Символическое умонастроение любопытным образом внедрялось в средневековый менталитет, в привычку средневекового человека действовать на основе генетического истолкования реальных процессов, в соответствии с цепью причин и следствий. Речь идет о так называемом коротком замыкании духа, о мысли, которая не ищет отношения между двумя вещами, отслеживая их причинно-следственные связи, но обнаруживает его внезапно, как отношение смысла и цели. Такое короткое замыкание происходит, например, тогда, когда белое, красное и зеленое воспринимаются как приятные, добрые цвета, а желтое и черное означают скорбь и покаяние или когда белое воспринимается как символ света и вечности, чистоты и девственности. Страус становится символом справедливости, потому что его перья, будучи совершенно одинаковой длины, навевают представление о единстве. Благодаря усвоению традиционного поверья о том, что пеликан кормит своих птенцов кусками мяса, которые он клювом отрывает от своей груди, эта птица становится символом Христа, отдающего свою кровь за человечество и превращающего свою плоть в евхаристическую пищу. Считалось, что единорога можно поймать, если, привлеченный девой, он упокоит свою голову на ее лоне; единорог вдвойне становится христологическим символом – как образ единородного Сына Божия, рожденного из чрева Марии; кроме того, однажды воспринятый как символ, он становится даже реальнее страуса и пеликана (ср.: Reau 1955, АА. VV. 1976, De Champeaux-Sterkx 1981).
Таким образом, символическое значение присваивается на основе определенного соответствия, схематичной аналогии, сущностного отношения.
Говоря о присвоении символического значения, Хёйзинга подчеркивает, что на самом деле в двух реалиях абстрагируются некие родственные свойства, которые и становятся предметом сопоставления. Находясь посреди своих гонителей, девственницы и мученики сияют, как белые и алые розы среди шипов, в окружении которых цветут; и для обоих видов сравниваемых образов общим является цвет (лепестки – кровь) и драматизм ситуации. Однако по нашему мнению, чтобы на абстрактном уровне была выработана гомологическая модель такого рода, прежде того должно произойти упомянутое короткое замыкание. В любом случае короткое замыкание или сущностная идентификация основываются на отношении сходства (которое также заключает в себе аналогию на более бытовом уровне: роза относится к шипам, как мученики к своим гонителям).
Роза, разумеется, совершенно не похожа на мученика, но удовольствие, получаемое от изобретения удачной метафоры (а аллегория есть не что иное, как цепь кодированных и выводимых друг из друга метафор), возникает как раз благодаря тому, что Псевдо-Дионисий (De coelesti hier. II) в свое время характеризовал как несоответствие символа символизируемой вещи.

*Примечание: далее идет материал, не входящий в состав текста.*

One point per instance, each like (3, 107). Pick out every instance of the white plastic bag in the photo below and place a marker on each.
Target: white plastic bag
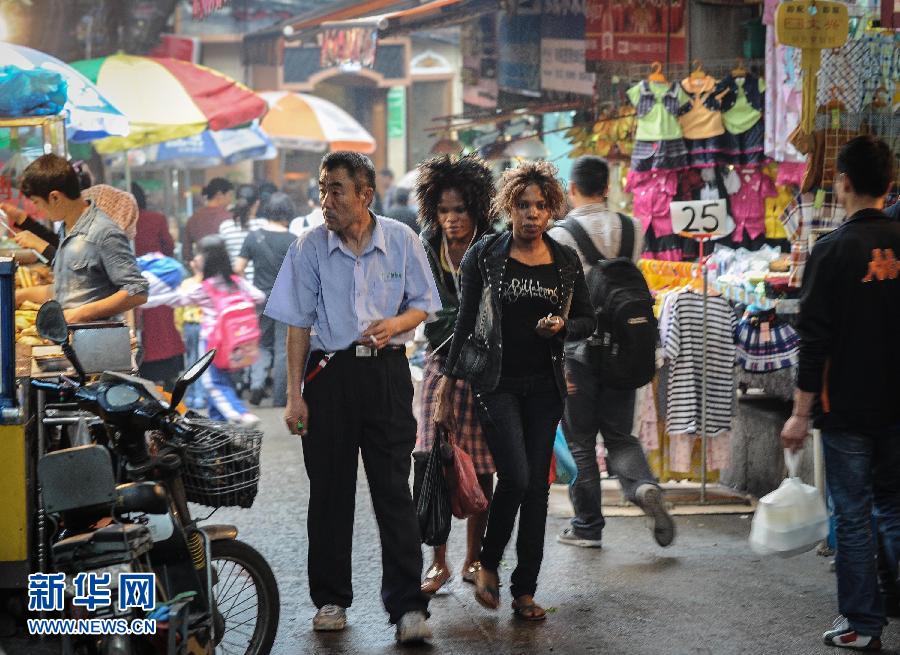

Если бы вместо несоответствия мы имели одну лишь тождественность, тогда не существовало бы пропорционального отношения (х не относился бы к у как у к г). Кроме того, напоминает Дионисий, именно благодаря такому несоответствию и возникает сладостное усилие истолкования. Хорошо, что божественные вещи символизируются весьма неожиданными образами, такими, как образ льва, медведицы, пантеры; ведь именно причудливость символа делает его осязаемым и побуждает читателя (зрителя) к его истолкованию (De coelesti hier. II).

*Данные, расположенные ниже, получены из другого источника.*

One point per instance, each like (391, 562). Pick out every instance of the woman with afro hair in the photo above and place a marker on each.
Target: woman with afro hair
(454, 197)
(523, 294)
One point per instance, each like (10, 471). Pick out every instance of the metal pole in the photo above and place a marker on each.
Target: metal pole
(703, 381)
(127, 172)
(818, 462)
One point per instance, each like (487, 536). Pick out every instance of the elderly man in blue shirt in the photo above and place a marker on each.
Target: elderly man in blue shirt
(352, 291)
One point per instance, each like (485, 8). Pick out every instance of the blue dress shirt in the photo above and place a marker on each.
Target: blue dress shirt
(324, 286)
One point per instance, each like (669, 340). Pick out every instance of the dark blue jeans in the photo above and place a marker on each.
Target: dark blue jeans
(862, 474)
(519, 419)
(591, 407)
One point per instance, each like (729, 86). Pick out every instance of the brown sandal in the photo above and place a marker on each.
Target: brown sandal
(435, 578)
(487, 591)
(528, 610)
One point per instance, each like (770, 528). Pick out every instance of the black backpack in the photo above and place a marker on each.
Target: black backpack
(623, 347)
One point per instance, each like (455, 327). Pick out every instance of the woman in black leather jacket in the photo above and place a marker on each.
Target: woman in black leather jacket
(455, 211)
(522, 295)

Таким образом, мы возвращаемся ко второму компоненту вселенского аллегоризма: постичь аллегорию означает постичь отношение соответствия и затем ощутить эстетическое наслаждение от этого соответствия, которое включает в себя и усилие истолкования. Усилие это вполне реально, поскольку текст всегда говорит нечто отличное от того, что может показаться на первый взгляд: Aliud dicitur, aliud demonstratur (говорится одно, а показывается другое).

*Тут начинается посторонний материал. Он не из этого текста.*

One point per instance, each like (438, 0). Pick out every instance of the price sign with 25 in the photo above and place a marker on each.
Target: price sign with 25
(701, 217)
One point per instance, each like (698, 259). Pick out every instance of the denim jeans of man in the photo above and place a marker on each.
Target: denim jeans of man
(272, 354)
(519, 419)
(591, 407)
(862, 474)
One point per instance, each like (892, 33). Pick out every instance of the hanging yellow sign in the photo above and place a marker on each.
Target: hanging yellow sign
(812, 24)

Средневековый человек зачарован этим принципом. Беда поясняет, что аллегории оттачивают дух, оживляют форму выражения, украшают стиль. Только не надо забывать, что он все-таки присущ средневековому человеку и представляет собой один из основополагающих типов конкретизации его потребности в эстетическом. И действительно, именно бессознательная потребность в пропорции заставляет объединять естественное со сверхъестественным в игре непрестанных соотношений. В символической вселенной каждая вещь находится на своем месте, потому что все соответствует друг другу, все всегда сходится, гармоническое отношение приводит к тому, что змея, например, может символизировать такую добродетель, как благоразумие, а полифоническая перекличка отсылок и знаков оказывается столь сложной, что та же самая змея под другим углом зрения может символизировать сатану. Та же самая сверхъестественная реальность, каковой оказываются Христос и его Божественная природа, может быть символизирована многочисленными и многообразными созданиями, пребывающими в самых разных местах: на небесах, в горах, среди полей, в лесу, на море – агнец, голубка, павлин, баран, гриф, петух, рысь, пальма, гроздь винограда. Полифония мысли такова, что «в любом размышлении, словно в калейдоскопе, из беспорядочной массы частиц складывается прекрасная и симметричная фигура» (Хёйзинга, ор. cit. с. 226).
6.2. Неразличение символизма и аллегоризма
Об аллегорическом истолковании говорили и до возникновения патристической традиции: греки аллегорически толковали Гомера; в кругах стоиков сформировалась традиция аллегорического истолкования, стремящаяся усматривать в классическом эпосе мифологизированную картину естественного мира; кроме того, существует аллегорическая экзегезаеврейской Торы, а в I в. Филон Александрийский предпринял аллегорическое прочтение Ветхого Завета. Иными словами, мысль о том, что поэтический или религиозный текст основываются на принципе, согласно которому aliud dicitur, aliud demonstratur, довольно стара; и обычно это явление именуется то аллегоризмом, то символизмом. В современной западной традиции принято проводить различие между первым и вторым. Между тем это разграничение возникло довольно поздно: вплоть до XVIII в. оба термина в значительной мере остаются синонимами, каковыми они являлись и для средневековой традиции. Различие начинает проводиться с приходом романтизма, во всяком случае, с появлением знаменитых афоризмов Гёте (Maximen und Reflectionen, Werke, Leipzig, 1926).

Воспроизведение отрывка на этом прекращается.